Secondly, Chora instances support element retrieval by passing a request through the square brackets notation: mychora[myquery] -> mycontent. Under the Incision Protocol, subscipripting operations on chora are called ‘incisions’, and any input to an incision is called an ‘incisor’. There are three kinds of incisor:

  • ‘Trivial’ incisors simply return the chora incised, or alternatively an identical copy of it; they are the equivalent of ‘retrieving’ every point in space, thus simply reconstituting that space under a new name.

  • ‘Broad’ incisors return a view of the chora with added conditions and retrieval methods: in other words, they return a subspace of the incised space with new metrics attached.

  • ‘Strict’ incisors return a single element from a chora, or - put another way - prescribe a vector singling out a particular point within the chora.

The basic Chora class supports three retrieval methods - one for each of the basic incisor types:

  • Retrieval of its complete self by trivial incisor, returning itself.

  • Retrieval of a single element from itself by equality with a strict incisor.

  • Iterative retrieval from itself by the same process across the elements of a broad incisor. The Chora class offers one more standard behaviour as part of the strict incision operation. If a retrieved element is itself a chora, the return value of the incision is instead the incision of that chora by the incisor. This special kind of strict incision is called ‘deep incision’, and the incisor carrying it out is a ‘deep incisor’. This additional behaviour was a significant part of the motivation for the Incision Protocol and it has many implications, as shall be seen.

While users are free to subclass Chora according to their purposes, Everest offers many subclasses of its own.

  • The Ordered class adds the sense of ordering of elements, and hence the notion of Python ‘slicing’, implemented here as a kind of broad incision across a given range; for example, myordered[cond1:cond2:cond3] would return the chora of all elements of myordered matching cond3 after and including the first element satisfying cond1 and up to but not including the first element satisfying cond2. A special subclass of Ordered is the Reals class, the set of all real numbers. While Ordered chora can be sliced, they still cannot be iterated nor indexed. These properties are added by subclasses:

    • The Countable class, which imposes countability on its elements, and thus supports iteration over its bounded subspaces, though not over itself. An ordered chora ‘sliced’ with a ‘stride length’ returns a countable chora. A special subclass of Countable is the Integers class, the set of all natural numbers.

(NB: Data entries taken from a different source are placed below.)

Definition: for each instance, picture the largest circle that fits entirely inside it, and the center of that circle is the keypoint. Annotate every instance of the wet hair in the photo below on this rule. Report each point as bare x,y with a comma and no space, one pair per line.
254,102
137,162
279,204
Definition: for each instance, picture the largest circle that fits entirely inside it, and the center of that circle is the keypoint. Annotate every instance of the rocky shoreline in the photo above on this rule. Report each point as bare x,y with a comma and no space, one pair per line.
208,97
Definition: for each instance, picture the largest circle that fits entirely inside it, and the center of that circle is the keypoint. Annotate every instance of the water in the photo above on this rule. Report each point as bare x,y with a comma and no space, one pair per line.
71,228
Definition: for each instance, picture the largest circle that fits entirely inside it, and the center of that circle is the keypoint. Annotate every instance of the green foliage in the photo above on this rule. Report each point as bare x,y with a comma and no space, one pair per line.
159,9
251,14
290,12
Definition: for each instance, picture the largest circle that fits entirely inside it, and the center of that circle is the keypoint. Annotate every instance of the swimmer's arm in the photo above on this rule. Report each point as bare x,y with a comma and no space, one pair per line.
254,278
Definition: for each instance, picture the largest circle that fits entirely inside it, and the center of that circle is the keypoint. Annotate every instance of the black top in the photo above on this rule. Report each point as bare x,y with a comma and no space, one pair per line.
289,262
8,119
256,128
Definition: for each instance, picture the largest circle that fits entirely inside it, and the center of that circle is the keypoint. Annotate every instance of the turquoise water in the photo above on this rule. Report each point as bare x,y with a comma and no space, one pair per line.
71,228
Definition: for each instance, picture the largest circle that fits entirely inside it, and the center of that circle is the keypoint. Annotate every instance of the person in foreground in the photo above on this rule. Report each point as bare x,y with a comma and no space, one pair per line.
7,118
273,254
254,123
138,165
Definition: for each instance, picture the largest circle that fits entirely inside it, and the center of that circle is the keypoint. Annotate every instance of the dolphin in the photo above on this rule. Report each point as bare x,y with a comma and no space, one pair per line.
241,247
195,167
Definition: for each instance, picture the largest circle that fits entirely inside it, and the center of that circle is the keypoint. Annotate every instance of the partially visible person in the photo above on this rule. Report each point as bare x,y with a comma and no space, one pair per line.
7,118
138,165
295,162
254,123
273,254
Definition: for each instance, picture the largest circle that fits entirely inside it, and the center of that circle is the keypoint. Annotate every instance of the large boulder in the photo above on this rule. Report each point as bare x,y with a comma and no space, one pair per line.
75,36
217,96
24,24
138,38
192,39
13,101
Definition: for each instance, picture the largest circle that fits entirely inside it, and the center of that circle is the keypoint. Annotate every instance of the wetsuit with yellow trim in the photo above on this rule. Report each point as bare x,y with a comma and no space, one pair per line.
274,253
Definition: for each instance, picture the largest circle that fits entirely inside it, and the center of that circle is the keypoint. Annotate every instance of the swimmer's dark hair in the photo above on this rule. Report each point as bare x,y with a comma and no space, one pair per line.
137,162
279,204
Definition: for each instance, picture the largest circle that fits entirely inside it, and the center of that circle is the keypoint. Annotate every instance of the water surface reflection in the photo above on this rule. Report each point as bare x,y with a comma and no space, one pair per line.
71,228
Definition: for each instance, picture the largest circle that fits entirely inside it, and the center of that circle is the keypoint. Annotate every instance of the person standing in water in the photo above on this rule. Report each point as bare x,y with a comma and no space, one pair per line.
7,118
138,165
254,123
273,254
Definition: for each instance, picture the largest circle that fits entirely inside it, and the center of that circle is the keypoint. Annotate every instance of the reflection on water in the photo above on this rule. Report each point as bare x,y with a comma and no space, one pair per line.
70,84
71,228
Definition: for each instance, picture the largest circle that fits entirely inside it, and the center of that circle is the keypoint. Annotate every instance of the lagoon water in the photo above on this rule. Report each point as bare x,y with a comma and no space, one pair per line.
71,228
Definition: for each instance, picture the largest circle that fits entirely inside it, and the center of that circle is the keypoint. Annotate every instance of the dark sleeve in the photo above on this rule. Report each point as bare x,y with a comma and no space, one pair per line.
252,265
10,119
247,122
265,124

    • The Limited class, which allows the assertion of either a ‘highest’ element or a ‘lowest’ element or both. An ordered chora ‘sliced’ with either a start or stop index returns a limited chora. A doubly-limited chora supports explicit and reproducible random sampling by slicing with a random seed. For example, myreal[0:1:'aardvark'] returns an infinite, countable sequence of randomly selected real numbers between zero and one; any two such operations with the same random seed (e.g. the ‘aardvark’ string here) will return the same sequence.

    • The Tractable class, which subclasses both Countable and Limited and therefore supports full Python still count-based indexing - for example, mytractable[2:5] would return a Tractable traversing the three elements from position two to position four inclusive. An ordered chora sliced with a stride length and one or both of a start index and a stop index returns a tractable chora. The addition of both limits and countability permits iteration, making Tractable an implicit subclass of the native Python Iterable base class; however, only tractables with lower limits can be successfully iterated across.

  • The Transform class takes any other chora and applies a given unary function to every element.